Update Oct 14.
In keeping with my practice of only passing primitives to DelayedJob to mitigate serialization errors, I made transfer_and_cleanup a static method that accepts a Document ID, rather than an instance method on Document. The new code has been inserted below.
I’ve been in the dev game for about 15 years, and for whatever reason I always seem to end up needing the ability to handle user-generated content, i.e. uploads. Back in the day, I used attachment_fu, then transitioned to Paperclip and have stuck with it ever since. Other than a few sketchy point releases, Paperclip has progressed remarkably well and is a solid, reliable solution for handling uploads.

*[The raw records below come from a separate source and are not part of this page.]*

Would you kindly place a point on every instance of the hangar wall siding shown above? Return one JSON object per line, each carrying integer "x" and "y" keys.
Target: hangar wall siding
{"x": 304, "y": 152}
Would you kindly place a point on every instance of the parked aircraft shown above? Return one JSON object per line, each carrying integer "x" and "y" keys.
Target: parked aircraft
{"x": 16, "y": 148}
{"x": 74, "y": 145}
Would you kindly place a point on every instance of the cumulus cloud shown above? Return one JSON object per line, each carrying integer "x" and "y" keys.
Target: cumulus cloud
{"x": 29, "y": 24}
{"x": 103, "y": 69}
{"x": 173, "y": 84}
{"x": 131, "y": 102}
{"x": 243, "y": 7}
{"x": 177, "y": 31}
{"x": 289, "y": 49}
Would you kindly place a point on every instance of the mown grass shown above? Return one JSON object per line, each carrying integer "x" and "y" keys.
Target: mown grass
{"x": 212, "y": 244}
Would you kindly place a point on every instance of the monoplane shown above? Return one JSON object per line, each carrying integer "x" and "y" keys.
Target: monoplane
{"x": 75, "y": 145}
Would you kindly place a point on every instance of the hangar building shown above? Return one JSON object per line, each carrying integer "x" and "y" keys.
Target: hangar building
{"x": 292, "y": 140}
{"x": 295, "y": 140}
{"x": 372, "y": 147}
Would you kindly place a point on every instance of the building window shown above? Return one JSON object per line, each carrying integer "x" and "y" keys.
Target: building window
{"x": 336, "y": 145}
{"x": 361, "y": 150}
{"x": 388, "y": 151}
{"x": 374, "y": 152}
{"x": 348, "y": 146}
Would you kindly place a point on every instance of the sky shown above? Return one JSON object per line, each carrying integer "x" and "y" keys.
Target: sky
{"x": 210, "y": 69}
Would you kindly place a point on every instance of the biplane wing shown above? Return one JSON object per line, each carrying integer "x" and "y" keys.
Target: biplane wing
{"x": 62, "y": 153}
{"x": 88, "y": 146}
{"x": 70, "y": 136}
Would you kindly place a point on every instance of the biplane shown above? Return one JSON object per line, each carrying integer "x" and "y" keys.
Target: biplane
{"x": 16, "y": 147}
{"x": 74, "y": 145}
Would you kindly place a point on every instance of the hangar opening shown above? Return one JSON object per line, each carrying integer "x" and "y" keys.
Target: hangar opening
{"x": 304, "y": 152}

The Paperclip S3 workflow generally looks like this:
- Server saves the file to a tmp directory and processes it if necessary
- File is transferred to S3 and deleted out of tmp
Makes sense, right?
Except for the timeouts that occur when your users have crap connections, or if dealing with very large files. Then there are the platform considerations: Heroku has an explicit 30 second http timeout, and while Engine Yard is as configurable as you want it to be, I have personally seen unresolvable issues with this workflow when uploading files in the hundreds of megabytes.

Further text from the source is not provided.